Attacks on critical thinking vs. cheers for scapegoating

by Systemic Disorder Friday, Jul. 06, 2012 at 6:29 AM

The different responses between Occupy and the “Tea Party” lie in their messages.

On the surface, it seems a mystery. Occupy Wall Street protestors organized peaceful protests, concentrated their critiques on the financial institutions responsible for the worst economic downturn in eight decades and consciously used inclusive language to unite people. Yet Occupy was subjected to brutal police assaults as part of a coordinated government campaign against it, and has increasingly faced volleys of disapproval in the mass media.
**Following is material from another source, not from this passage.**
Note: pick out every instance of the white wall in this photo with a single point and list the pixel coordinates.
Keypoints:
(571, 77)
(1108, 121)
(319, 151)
By contrast, “Tea Party” protestors routinely used threatening language, brought weapons not only to their own demonstrations but to public talks of government office holders, attacked government institutions in denunciatory language and sought to divide people through scapegoating. Yet the Tea Party was lovingly embraced by the mass media and allowed to operate unimpeded by law enforcement and other institutions.
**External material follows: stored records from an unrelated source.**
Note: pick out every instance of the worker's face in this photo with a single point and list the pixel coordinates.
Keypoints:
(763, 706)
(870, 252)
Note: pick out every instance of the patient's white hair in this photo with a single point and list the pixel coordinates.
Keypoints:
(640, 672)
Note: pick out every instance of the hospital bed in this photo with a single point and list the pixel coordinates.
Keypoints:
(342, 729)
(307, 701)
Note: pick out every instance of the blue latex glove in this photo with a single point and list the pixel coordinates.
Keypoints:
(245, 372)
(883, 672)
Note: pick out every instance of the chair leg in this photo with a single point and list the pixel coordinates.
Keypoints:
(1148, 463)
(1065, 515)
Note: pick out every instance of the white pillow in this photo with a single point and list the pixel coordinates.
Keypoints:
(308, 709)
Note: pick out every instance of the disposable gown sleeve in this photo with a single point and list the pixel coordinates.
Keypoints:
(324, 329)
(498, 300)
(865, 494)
These contrasting responses were not monolithic, and we can all cite exceptions. Nonetheless, there is no mistaking the general tenor of the responses. On the surface this may appear to be a mystery, but it is not at all mysterious once we examine a little closer.
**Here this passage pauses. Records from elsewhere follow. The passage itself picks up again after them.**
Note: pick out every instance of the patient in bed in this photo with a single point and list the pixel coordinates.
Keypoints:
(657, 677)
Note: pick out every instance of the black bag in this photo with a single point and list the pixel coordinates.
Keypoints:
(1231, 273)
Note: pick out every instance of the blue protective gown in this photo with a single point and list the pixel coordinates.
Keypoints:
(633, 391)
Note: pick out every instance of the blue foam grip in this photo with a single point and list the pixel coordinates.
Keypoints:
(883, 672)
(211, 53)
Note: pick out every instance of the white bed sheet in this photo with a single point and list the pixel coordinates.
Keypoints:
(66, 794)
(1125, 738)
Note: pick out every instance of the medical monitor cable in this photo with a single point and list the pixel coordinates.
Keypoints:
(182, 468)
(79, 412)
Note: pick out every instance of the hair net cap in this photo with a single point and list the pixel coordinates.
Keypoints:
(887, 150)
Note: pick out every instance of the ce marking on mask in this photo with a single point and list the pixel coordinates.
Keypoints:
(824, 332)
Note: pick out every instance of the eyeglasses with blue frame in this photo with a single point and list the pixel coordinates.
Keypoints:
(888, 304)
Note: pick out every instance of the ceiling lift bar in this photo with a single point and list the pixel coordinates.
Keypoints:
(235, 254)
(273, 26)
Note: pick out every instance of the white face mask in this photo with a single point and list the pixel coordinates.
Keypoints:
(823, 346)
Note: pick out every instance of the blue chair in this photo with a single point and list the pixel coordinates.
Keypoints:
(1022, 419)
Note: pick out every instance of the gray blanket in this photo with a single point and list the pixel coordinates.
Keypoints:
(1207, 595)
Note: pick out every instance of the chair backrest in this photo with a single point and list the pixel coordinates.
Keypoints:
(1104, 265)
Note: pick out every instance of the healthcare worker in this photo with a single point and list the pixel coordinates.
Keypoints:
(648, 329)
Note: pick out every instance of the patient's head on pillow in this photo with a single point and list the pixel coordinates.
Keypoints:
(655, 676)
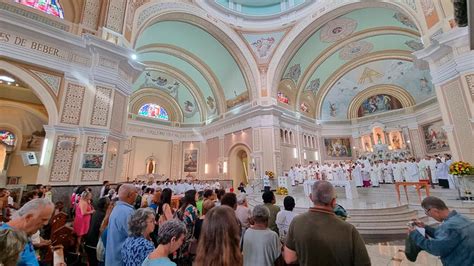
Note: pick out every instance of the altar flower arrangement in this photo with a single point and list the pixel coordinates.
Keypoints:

Occupy was and is a genuine grassroots movement, and the hundreds of Occupies that spontaneously followed the example of Occupy Wall Street demonstrated that a large pool of discontent and anger about the corporate domination of the United States exists. That discontent may sometimes be unfocused — leading to a sometimes confusing plethora of messages at Occupy encampments and demonstrations — but it is very real, based on the reality of the lives of working people (including students). And it is precisely this bottom-up self-organization that engendered the wrath of the establishment.